One of our core guiding principles in NetKernel is that as much of the inner workings and state is exposed as possible. We learned this early by observing users with a partial mental model of resource oriented (ROC) abstraction making guesses about what was happening, or more often what was not happening as expected. As such it is very valuable to have a live NetKernel instance with access to the introspection tools not just whilst developing, but also in testing and production environments to varying degrees.
These introspection tools also provide valuable insight during a tuning or evaluation cycle; an evaluation cycle you say? - a process whereby you assess a system not just by hard, pass-fail criteria about it meeting requirements, but by looking for non-intuitive consequences of your decisions, or inklings of future troubles. I realise that an evaluation cycle isn’t a key part of many fashionable development methodologies, such as test driven development, or agile. Evaluation by just the metrics of meeting requirements, and cost, neglect the consequences of technical debt leading to short-termism and sub-optimal outcomes.
The point of this post, however, is that following these principles has lead to the development of a new tool. A tool which allows statistical insight into the past operation of ROC systems in new ways. One tool that has proved very valuable is the endpoint profiler.

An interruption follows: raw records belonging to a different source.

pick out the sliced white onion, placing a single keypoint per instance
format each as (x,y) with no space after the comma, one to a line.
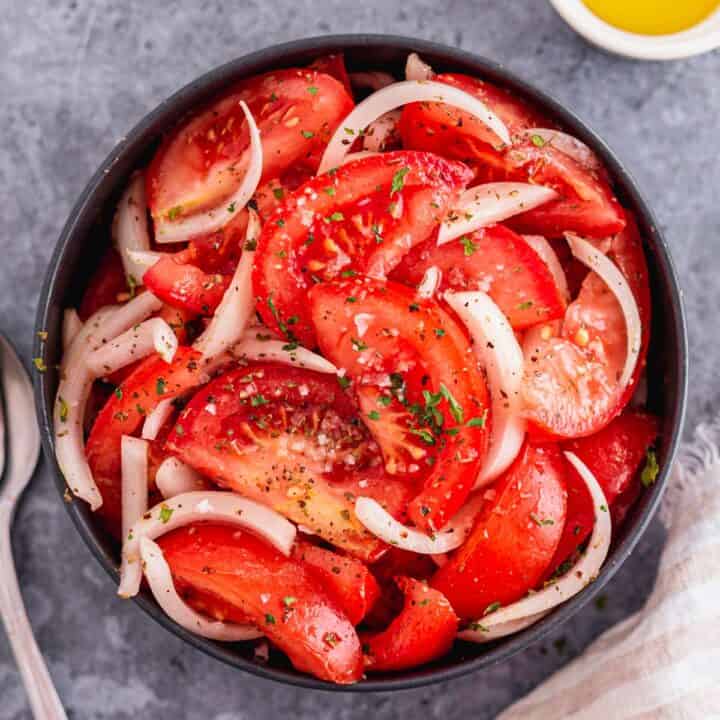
(279,351)
(545,250)
(156,419)
(210,506)
(490,203)
(430,283)
(174,477)
(145,338)
(75,382)
(377,133)
(359,155)
(395,96)
(168,231)
(72,325)
(144,260)
(237,307)
(416,69)
(134,493)
(373,80)
(383,525)
(159,577)
(481,633)
(573,581)
(499,352)
(568,144)
(586,252)
(130,226)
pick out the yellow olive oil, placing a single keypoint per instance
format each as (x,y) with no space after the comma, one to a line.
(652,17)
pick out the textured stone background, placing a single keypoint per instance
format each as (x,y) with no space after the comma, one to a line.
(74,76)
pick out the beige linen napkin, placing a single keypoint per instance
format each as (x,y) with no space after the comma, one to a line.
(664,662)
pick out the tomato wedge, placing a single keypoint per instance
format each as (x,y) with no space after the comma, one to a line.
(347,580)
(431,397)
(496,261)
(204,160)
(280,435)
(614,455)
(586,205)
(424,630)
(333,65)
(361,218)
(123,414)
(106,283)
(514,538)
(277,594)
(571,382)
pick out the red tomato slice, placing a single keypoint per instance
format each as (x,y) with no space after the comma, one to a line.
(514,538)
(106,283)
(186,286)
(496,261)
(571,382)
(333,65)
(123,414)
(360,219)
(279,435)
(384,336)
(347,580)
(586,205)
(423,631)
(203,161)
(613,455)
(277,594)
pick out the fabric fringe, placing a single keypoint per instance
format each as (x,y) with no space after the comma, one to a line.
(692,464)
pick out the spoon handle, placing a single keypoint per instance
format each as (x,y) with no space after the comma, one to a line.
(42,695)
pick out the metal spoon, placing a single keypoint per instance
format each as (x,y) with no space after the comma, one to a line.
(20,447)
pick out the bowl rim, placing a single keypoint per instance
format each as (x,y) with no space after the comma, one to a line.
(695,40)
(320,45)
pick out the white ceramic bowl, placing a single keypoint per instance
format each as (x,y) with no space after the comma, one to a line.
(699,39)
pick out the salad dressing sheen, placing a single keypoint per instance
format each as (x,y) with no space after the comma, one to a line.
(652,17)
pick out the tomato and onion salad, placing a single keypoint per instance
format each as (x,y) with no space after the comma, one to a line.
(355,377)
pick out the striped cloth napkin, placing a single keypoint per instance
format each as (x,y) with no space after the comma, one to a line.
(664,662)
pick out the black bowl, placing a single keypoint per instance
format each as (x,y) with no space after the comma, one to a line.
(86,234)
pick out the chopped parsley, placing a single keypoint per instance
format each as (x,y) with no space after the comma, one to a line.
(398,181)
(468,245)
(650,471)
(174,212)
(165,514)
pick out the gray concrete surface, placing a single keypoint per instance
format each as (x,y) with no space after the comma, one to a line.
(74,76)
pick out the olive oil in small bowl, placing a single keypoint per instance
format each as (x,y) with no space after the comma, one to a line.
(646,29)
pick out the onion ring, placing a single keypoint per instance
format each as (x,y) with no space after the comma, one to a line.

It captures a statistical profile of all endpoints executed over a period of time, including number of requests processed, number of exceptions raised, average, and cumulative time.
The endpoint profiler is great for not only finding performance hotspots within a system, but also in piecing together a picture of what happened - things like number of different types of requests that were executed, and how much caching occurred. It gives a good summary of what has happened inside the system. What it isn’t so good at is getting an external view of how requests were processed. That is where the External Request Profiler comes in.
Here we get a breakdown, keyed by origin transport and resolved internal endpoint, of the request counts with average elapsed and cumulative time. The combination of the two tools - endpoint profiler and external request profiler - provide a statistical view somewhat similar to the visualiser, but without the memory requirements. In fact both profilers run with insignificant effects on both execution speed and memory overhead.